Binding and direct activation of the epithelial Na + channel (ENaC) by phosphatidylinositides

Several distinct types of ion channels bind and directly respond to phosphatidylinositides, including phosphatidylinositol (3,4,5)‐trisphosphate (PI(3,4,5)P 3 ) and phosphatidylinositol (4,5)‐bisphosphate (PI(4,5)P 2 ). This regulation is physiologically relevant for its dysfunction, in some instances, causes disease. Recent studies identify the epithelial Na + channel (ENaC) as a channel sensitive to phosphatidylinositides. ENaC appears capable of binding both PI(4,5)P 2 and PI(3,4,5)P 3 with binding stabilizing channel gating.
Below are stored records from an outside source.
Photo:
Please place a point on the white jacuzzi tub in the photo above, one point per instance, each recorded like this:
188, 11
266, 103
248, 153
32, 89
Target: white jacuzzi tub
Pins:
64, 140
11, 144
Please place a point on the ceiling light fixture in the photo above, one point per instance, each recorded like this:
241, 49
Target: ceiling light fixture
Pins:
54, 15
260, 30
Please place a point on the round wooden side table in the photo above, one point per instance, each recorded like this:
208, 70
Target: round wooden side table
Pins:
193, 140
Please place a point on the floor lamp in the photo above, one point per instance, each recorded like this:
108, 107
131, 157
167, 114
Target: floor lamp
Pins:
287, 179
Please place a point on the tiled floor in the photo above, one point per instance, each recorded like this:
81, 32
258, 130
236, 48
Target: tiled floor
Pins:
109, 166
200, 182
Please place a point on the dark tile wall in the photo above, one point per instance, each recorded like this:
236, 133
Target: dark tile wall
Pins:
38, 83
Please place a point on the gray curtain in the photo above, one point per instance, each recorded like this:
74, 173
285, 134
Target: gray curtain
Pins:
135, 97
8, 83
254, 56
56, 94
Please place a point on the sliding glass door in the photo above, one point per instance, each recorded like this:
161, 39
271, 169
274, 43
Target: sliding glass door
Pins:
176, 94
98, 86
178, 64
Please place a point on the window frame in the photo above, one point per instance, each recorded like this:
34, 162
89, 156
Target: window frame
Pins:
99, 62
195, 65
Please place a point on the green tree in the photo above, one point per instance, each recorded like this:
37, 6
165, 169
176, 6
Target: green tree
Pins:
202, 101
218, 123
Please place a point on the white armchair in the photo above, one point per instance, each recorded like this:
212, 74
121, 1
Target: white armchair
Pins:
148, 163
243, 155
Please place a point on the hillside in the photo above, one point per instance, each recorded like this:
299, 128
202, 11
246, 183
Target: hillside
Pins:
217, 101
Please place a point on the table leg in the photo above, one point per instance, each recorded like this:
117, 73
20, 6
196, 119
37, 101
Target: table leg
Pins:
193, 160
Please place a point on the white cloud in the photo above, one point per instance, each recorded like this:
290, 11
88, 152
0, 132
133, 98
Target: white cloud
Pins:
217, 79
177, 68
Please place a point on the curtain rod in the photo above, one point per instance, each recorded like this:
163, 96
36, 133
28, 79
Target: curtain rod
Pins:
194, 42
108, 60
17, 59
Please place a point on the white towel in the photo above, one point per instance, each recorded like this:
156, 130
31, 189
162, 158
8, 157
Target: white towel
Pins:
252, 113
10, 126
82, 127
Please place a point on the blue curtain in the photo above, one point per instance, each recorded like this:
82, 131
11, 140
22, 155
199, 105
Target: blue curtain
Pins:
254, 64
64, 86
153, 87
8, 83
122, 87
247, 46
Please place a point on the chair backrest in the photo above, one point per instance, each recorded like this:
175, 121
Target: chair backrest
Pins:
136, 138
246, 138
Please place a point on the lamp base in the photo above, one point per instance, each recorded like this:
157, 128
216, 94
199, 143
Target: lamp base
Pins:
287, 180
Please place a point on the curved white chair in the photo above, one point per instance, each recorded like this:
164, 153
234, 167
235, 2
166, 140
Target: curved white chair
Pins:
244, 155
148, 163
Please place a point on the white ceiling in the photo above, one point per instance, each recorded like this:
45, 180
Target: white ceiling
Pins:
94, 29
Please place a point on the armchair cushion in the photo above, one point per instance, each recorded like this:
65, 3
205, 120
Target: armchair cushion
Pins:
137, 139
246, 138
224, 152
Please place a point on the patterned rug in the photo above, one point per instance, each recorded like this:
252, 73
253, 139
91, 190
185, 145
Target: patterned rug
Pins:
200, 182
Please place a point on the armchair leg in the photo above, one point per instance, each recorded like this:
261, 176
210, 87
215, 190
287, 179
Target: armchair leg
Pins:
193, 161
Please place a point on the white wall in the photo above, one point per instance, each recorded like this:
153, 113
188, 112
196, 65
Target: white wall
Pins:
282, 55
The binding sites for these molecules within ENaC are likely to be distinct with the former phosphoinositide interacting with elements in the cytosolic NH 2 ‐terminus of the β‐ and γ‐ENaC subunits and the latter with cytosolic regions immediately following the second transmembrane domains in these two subunits. PI(4,5)P 2 binding to ENaC appears saturated at rest and necessary for channel gating. Thus, decreases in cellular PI(4,5)P 2 levels may serve as a convergence point for inhibitory regulation of ENaC by G‐protein coupled receptors and receptor tyrosine kinases. In contrast, apparent PI(3,4,5)P 3 binding to ENaC is not saturated. This enables the channel to respond with gating changes in a rapid and dynamic manner to signalling input that influences cellular PI(3,4,5)P 3 levels.